Querido lector:
Anda el Febrero un poco nevado y comprenderás que no lea con frecuencia entrevistas con cineastas. Los directores hablan casi siempre con un orgulloso y paleto sentido del humor. Organizadas por departamentos de comunicación, las entrevistas terminan siendo una retahíla de anécdotas desternillantes sobre el rodaje. Por supuesto, existe otra variedad. La de los cineastas que hablan de su trabajo con un ademán serio. Esa variedad es todavía más lamentable, si cabe: la explicación que procederá es la de los retos que supuso rodar su película.
Leer cineastas, convendremos, es una pérdida de tiempo, a excepción de algunos entrevistadores, franceses casi todos, que se toman el deber espiritual de hacerlos hablar. Ah, Francia, a estas alturas todavía tan paciente. También algunos norteamericanos. Por supuesto, hay otros directores que parecen haber pensado tanto en su trabajo que la entrevista es una guía estupenda para comprender su universo. O que lo han hecho lo suficiente para que comprendamos asuntos de su biografía.
Pero no me pierdo: David Cronenberg, me doy cuenta, no es de estos hombres. Cronenberg cuenta con todas mis simpatías por su última película, esa en la que Michael Fassbender se despierta como un Jung sudoroso y Viggo Mortensen se divierte siendo un Freud casi falstaffiano, aunque pareciera más bien un Long John Silver de una isla del tesoro improbable, la del deseo.
Cronenberg ha decidido hablar de su trabajo y lo ha hecho con admirable lucidez. Hay que señalar la labor del periodista Jonathan Penner para editar una entrevista así de valiente y en la que explica varias cosas. Me detendré en algunas citas para que piense conmigo. Dice Cronenberg que la diferencia entre el arte y el género está en el confort. Y es cierto. En tiempos de confusiones de jerarquías, meras explicaciones a una madre simbólica y vigilante, conviene recordar esta pequeñez: en el género, la dama en peligro queda salvada. ¿Qué no es género? Bien, Cronenberg responde que es un asunto de intelecto. Y vuelvo a estar de acuerdo. Se puede hacer un drama familiar que sea todo género. Pero a lo que va Cronenberg, a comentar por qué ‘La Mosca’ (The fly, 1986) es género es bastante adecuado: la razón por la que usa el monstruo es para hacer más accesible la historia.
Comenta la indignación que sintieron tras una entrevista con Mick Garris dos cineastas, John Carpenter y John Landis, después de la osadía de Cronenberg tras llamarse artista. ¡Como se atreve, pensaron!

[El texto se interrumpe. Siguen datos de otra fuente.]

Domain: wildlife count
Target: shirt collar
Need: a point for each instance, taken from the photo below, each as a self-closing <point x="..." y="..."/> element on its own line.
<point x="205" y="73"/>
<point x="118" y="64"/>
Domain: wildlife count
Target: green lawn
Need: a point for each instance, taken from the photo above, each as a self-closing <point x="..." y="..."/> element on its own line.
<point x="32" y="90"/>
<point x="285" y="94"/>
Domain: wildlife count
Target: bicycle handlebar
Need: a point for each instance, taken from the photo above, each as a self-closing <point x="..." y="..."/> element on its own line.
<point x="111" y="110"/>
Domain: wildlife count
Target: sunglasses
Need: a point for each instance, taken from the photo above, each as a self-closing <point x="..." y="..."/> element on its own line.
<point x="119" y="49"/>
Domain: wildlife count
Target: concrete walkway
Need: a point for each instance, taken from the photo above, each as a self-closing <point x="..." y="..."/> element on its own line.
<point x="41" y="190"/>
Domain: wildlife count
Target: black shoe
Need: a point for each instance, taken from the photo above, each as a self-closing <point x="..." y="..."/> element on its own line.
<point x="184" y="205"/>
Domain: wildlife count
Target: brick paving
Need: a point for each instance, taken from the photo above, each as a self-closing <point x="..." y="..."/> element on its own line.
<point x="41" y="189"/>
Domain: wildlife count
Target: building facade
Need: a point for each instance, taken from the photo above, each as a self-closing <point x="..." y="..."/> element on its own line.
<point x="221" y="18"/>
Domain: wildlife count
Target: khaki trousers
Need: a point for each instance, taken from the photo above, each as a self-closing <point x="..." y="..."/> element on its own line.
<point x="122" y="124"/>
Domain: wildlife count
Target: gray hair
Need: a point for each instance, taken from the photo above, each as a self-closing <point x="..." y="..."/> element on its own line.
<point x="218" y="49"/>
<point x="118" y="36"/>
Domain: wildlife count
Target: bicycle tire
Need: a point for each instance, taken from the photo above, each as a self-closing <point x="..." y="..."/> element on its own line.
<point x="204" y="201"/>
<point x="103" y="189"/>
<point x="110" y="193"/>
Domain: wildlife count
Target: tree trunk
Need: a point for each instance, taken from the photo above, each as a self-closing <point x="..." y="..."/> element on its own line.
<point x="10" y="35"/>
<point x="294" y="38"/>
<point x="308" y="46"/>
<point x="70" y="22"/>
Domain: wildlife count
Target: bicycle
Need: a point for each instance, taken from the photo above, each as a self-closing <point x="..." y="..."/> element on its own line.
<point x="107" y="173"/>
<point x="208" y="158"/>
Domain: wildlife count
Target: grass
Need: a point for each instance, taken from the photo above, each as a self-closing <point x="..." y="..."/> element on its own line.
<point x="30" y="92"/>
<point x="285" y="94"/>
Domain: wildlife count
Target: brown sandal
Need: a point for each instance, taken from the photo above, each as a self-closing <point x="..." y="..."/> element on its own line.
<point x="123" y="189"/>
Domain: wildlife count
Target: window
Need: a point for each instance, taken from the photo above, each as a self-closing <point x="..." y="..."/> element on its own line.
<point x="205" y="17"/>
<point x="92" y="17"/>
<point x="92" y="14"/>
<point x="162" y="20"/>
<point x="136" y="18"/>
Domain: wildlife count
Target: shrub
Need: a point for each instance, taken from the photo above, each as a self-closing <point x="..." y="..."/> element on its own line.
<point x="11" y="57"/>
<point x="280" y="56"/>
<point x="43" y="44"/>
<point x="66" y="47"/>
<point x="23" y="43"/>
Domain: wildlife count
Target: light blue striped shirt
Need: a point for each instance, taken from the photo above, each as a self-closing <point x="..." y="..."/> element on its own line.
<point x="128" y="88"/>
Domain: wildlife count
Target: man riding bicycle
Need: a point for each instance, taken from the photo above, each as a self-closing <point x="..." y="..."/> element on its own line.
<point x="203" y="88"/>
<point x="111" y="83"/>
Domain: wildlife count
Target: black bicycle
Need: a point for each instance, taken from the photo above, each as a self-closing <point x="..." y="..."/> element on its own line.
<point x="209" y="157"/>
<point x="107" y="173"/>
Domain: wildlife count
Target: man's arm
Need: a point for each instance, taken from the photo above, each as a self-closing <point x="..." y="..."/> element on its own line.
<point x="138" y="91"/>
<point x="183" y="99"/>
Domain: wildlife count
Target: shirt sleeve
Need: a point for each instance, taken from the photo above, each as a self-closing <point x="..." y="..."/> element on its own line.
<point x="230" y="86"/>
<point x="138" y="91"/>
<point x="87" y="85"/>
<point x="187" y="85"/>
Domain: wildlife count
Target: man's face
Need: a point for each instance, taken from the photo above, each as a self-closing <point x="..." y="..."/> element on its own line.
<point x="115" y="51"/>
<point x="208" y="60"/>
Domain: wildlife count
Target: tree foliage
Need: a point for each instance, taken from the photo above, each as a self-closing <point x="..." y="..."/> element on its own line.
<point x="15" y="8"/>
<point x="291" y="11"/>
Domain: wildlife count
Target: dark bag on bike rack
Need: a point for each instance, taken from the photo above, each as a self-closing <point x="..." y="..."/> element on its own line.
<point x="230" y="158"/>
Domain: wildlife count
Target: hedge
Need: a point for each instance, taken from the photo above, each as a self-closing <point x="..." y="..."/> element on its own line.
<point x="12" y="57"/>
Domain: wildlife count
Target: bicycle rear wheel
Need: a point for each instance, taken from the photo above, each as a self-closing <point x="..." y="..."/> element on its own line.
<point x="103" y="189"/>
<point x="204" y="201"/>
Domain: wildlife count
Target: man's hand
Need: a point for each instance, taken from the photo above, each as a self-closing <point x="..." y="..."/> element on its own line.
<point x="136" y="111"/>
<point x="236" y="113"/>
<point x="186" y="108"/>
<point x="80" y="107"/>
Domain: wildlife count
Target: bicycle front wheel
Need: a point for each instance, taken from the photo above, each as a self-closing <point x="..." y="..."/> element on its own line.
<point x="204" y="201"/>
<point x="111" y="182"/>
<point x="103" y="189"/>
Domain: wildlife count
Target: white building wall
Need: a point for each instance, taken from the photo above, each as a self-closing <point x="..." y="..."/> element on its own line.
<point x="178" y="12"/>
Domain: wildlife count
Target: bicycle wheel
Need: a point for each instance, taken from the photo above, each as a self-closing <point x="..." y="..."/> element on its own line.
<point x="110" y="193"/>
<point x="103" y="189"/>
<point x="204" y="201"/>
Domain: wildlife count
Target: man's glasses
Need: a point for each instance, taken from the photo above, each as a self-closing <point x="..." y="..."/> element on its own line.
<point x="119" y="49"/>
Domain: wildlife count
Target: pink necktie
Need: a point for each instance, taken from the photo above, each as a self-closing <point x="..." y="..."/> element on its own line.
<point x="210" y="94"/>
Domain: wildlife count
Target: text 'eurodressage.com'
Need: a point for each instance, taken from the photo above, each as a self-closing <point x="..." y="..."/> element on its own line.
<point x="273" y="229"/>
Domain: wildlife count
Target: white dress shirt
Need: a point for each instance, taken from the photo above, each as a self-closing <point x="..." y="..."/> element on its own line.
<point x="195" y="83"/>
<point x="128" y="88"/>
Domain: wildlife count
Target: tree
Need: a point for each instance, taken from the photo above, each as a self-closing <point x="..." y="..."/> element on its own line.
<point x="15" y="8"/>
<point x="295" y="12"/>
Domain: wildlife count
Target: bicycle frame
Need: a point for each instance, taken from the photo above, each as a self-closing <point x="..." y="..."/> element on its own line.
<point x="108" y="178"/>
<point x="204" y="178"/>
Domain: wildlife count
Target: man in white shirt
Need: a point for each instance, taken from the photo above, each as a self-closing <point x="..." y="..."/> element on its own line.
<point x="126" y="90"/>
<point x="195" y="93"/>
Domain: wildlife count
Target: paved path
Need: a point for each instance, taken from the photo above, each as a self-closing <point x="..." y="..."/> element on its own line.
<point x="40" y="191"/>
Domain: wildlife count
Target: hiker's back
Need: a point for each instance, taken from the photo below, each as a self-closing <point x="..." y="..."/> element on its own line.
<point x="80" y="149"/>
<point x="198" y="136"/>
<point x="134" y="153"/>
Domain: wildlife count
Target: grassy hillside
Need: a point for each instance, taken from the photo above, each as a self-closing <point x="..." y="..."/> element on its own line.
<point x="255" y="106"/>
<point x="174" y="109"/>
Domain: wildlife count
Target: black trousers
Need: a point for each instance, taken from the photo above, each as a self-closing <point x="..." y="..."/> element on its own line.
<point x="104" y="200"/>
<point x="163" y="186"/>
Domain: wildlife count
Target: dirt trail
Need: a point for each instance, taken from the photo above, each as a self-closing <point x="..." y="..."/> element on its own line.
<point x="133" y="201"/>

Resulta muy irónico el destino último de Carpenter, firmando alegatos políticos contra la industria y, siempre tan hawksiano él, a merced de los maravillosos estudios que organizaron su acercamiento fílmico, que los haría un francés, Olivier Assayas, en Cahiers Du Cinema.
Aquí viene otra cita: “La mayor parte de películas americanas son realmente sobre películas”. Sobre otras películas. Sobre la nostalgia de sus directores. Lo cual es preocupante. Uno de los efectos de la generación de los ochenta fue ese. Mi problema con George Lucas o con John Landis, no importa el caso, es que no hay un atisbo de vida en sus películas. No me voy a referir ya a los artefactos más complejos de cierto Tarantino, como el de su solipsista fantasía última, fascinante en la medida en que el propio Tarantino genera condiciones de recepción. Pero, supongo, que ese es otro asunto. Lo que me preocupa es que no queda ya nada de vida reconocible en las películas: solamente clichés fílmicos que ir reconociendo con juicio. Las posturas y las actitudes sustituyen a cualquier tipo de entidad.
La pregunta es qué clase de artistas puede producir un cine donde toda la vida pasa solamente en las películas y en sus tópicos. Qué clase de crítica. Qué clase de textura.
Una, desde luego, muy parecida a la actual.